Physical Controls Supervision Personnel Arithmetical Procedures Management Segregation of duties involves the idea that no transactions should be the sole responsibility of one person, but of many. The objective of this procedure is to eliminate risk of accidental error and is the main protection against fraud. One employee could accept the TV bought in and record it; another could accept the payment and authorize a receipt for when the customer returns. Failure to maintain segregation makes it easier for employees to commit error or fraud and cover it up.

Authorization and approval refers to the idea that all transactions should be approved by the relevant person. All items bought in for repair should be authorized by the engineering manager and all items returned to customers should be approved by the general manager. Acceptance limits should also be placed on departments, to guarantee for example that the engineers are not taking on too many items at once. This could increase the risk of error in recording transactions. Physical Controls involve security measures that limit access to authorized personnel only.

Gramjon should have coded doors to prevent the public from entering the workshop. This ensures that the items that have been bought in for repair are safe and will not be stolen. Also, with a computerized system, Gramjon should adopt a security procedure to limit staff access to their required program only. Sales staff do not need to access the repair logs that engineers will use; similarly, neither needs managerial access to the full system. This control reduces the risk of bogus accounts being created, as staff can’t carry out a full accounting transaction alone. Management controls are more extreme than general controls.
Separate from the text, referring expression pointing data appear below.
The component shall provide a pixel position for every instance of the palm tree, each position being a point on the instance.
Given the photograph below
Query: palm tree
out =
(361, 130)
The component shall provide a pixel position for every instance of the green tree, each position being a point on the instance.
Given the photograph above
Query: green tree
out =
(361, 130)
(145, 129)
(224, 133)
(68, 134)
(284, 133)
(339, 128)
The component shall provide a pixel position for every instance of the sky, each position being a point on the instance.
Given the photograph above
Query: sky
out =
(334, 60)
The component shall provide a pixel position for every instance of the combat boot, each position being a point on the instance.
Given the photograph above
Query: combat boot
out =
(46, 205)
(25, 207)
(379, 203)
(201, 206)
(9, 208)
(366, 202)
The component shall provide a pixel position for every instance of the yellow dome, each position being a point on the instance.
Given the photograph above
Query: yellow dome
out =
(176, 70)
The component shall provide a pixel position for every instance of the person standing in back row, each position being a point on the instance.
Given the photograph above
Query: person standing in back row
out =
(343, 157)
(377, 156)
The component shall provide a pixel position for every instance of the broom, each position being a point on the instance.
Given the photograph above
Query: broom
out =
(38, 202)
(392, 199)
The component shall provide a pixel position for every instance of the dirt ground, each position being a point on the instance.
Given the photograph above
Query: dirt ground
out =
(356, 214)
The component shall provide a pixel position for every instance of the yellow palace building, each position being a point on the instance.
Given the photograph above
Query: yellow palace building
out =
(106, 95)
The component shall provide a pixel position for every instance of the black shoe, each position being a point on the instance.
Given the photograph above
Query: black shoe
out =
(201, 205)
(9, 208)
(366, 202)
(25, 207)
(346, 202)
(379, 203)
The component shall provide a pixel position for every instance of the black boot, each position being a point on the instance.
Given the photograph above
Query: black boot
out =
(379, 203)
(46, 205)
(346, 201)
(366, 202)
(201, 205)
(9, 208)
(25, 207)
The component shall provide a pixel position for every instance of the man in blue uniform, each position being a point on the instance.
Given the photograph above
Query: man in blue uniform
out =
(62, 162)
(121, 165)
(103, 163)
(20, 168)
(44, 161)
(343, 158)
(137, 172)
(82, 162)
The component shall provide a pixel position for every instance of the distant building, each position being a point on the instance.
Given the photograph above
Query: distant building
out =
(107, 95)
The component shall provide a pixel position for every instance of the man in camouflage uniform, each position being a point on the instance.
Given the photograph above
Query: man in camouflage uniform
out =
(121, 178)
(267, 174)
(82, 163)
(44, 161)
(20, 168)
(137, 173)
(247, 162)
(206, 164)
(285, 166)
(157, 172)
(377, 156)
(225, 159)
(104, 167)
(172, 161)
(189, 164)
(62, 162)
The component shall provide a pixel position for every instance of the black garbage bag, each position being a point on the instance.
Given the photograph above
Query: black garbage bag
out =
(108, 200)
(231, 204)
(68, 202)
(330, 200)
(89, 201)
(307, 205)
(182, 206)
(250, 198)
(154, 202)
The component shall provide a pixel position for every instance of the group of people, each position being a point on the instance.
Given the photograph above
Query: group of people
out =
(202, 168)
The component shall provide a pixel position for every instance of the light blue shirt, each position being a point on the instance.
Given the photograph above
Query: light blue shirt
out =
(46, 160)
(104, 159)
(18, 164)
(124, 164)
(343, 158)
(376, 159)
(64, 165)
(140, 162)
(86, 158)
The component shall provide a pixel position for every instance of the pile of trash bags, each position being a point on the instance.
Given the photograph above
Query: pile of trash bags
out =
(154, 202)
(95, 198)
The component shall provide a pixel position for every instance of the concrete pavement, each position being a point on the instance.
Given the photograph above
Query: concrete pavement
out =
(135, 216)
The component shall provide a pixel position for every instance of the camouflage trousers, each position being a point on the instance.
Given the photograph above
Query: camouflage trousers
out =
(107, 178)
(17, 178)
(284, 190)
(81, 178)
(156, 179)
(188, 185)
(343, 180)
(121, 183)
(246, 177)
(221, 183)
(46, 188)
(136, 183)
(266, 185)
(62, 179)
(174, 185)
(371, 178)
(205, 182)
Managers must be aware of day to day activities within the business and must perform regular checks to make sure business is running smoothly. They should acknowledge sales contracts by means of stamps or initialing the document, to show that the transaction has been checked. Arithmetical procedures are carried out to check that transactions have been accurately recorded and processed. An example of this would be checking the sales account off with the invoices retained from each transaction. Doing this confirms that nothing is in the accounts that shouldn’t be and that all calculations have been done correctly.

g) Explain why testing by the auditor for completeness of income in a company such as Gramjon Limited would be considered to be more complex than testing for completeness of income in a similarly well controlled single site manufacturing company selling to a relatively small number of wholesalers on credit terms. Income testing would be easier for a business that makes credit transactions as it is clear that the debtors exist. Trading to a small number of customers increases inherent risk, but makes it easier for an auditor to test.

The mnemonic CAVEBOP can be used to illustrate the assertions that should be made about balance sheet items. CAVEBOP stands for; • Cost • Authorisation • Value • Existence • Beneficial Ownership • Presentation If auditing a company like this, Mr Toms could collect evidence to verify that the debtors represent genuine customers (existence), that the amounts due have stated at the correct value (value) and that all transactions have been recorded (presentation). It is not unknown for a company selling of credit terms to create frauds, like in the case of McKesson and Robins Inc.

, USA (1939), but it isn’t as straight forward to do so as it would be for Gramjon. For a firm like Gramjon who sell items on cash terms, it is impossible to contact all the customers. Also, invoices are not issued to people who pay by cash, so it is harder for the auditor to check that these transactions have in fact been made. Some aspects of CAVEBOP will be harder to verify so more time and expertise is required. As long as a sufficient audit plan has been previously compiled, it is possible to complete the verification process.